RW

Hello, I'm Rick.

Understanding code — at scale, across languages, and across teams — is one of the hardest problems in software. It's a challenge for humans and AI alike, and I've spent my career building tools that help bridge that gap. I've worked for over a decade in developer tooling, including ten years at GitHub building large-scale code intelligence platforms. I love designing APIs, CLIs, and user-facing tools, and I care deeply about fast feedback loops, profiling, performance, and the craft of making code more understandable.

While at Nuanced, I built Nuanced LSP, an easy-to-use LSP server multiplexer leveraging a container-based architecture. I built a TypeScript SDK for Nuanced LSP, along with a CLI, to make it easy to adopt in development workflows for humans and agents. I also built Eval-Agent, an evaluation harness to analyze multi-turn agent traces with an emphasis on tool calling and token usage to systematically measure and evaluate an agent's adoption of code intelligence tooling and its impact on task outcomes—focusing on the key metrics of task duration, cost, and tokens.

While at GitHub, I contributed heavily to the Tree-sitter ecosystem of language parsers, developed an experimental programming language analysis framework named Semantic, built the distributed system powering GitHub code navigation, helped implement a novel approach to name binding resolution named Stack Graphs which powered GitHub precise code navigation, added code navigation to the PR view, contributed to the initial version of GitHub's AI assistant chat service, wrote the core prompt building library to manage dynamic prompt contexts, and was a core member on GitHub's code-search team and helped build the system named Blackbird.

My initial passion as an undergraduate student was human languages (Japanese, Mandarin Chinese, and Korean). I translated this love for languages into a love of programming languages. The majority of my career as a software engineer has been focused on building tools and services to parse and analyze source code across a wide variety of programming languages. More recently I've become interested in the problems with AI code generation within large, complex codebases, and how program analysis techniques can help provide better code intelligence context to help generate more reliable and valuable code while simultaneously reducing token usage.

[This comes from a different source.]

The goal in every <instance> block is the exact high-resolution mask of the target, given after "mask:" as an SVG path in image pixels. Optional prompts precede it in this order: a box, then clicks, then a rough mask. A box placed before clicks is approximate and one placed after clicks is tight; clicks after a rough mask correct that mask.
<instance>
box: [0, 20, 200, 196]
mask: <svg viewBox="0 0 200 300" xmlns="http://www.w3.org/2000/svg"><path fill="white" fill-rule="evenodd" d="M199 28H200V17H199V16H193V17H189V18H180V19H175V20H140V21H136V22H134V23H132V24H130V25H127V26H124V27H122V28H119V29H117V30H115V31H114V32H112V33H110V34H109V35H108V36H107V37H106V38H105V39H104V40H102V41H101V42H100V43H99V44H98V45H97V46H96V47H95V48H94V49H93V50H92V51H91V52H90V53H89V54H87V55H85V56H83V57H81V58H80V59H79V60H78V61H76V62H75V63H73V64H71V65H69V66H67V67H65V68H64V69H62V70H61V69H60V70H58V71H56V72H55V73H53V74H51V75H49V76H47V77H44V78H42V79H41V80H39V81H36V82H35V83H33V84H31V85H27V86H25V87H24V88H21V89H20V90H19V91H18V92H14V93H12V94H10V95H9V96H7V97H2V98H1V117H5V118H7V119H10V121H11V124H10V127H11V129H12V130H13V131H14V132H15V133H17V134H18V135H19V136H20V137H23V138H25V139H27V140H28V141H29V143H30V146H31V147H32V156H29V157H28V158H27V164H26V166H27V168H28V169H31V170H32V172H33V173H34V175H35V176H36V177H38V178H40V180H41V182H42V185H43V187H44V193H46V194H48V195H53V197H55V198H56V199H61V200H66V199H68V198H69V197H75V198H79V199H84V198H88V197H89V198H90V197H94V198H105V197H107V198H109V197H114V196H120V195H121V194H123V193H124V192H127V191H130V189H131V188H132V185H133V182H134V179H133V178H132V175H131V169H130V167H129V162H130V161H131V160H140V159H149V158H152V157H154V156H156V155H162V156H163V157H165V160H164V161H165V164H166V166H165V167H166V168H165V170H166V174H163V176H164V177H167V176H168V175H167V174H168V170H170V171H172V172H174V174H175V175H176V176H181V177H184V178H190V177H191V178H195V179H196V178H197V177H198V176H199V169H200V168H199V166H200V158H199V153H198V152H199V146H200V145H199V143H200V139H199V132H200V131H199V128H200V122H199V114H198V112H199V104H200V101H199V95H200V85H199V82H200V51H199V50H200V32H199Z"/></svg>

I love to program and enjoy programming in a variety of languages. I've worked at a high level across system languages (Go and Rust), dynamic languages (Ruby, Elixir / Erlang, and Python), and pure functional languages (Haskell). I have a deep appreciation for the lambda calculus, combinator theory, type theory, and functional programming. I also love the challenges of working on large scale distributed systems, designing and implementing concurrent solutions, profile-guided optimization, and working on extremely large-scale systems (10k+ requests / sec).

Outside of work, I'm nearing the completion of a MSc in the Software Engineering Programme at Oxford University. I expect to complete the program in May 2026. When I'm not studying, I enjoy the planning and precision of woodworking, the physical challenge of surfing, and attempting to make a perfect Neapolitan pizza. Thanks for visiting.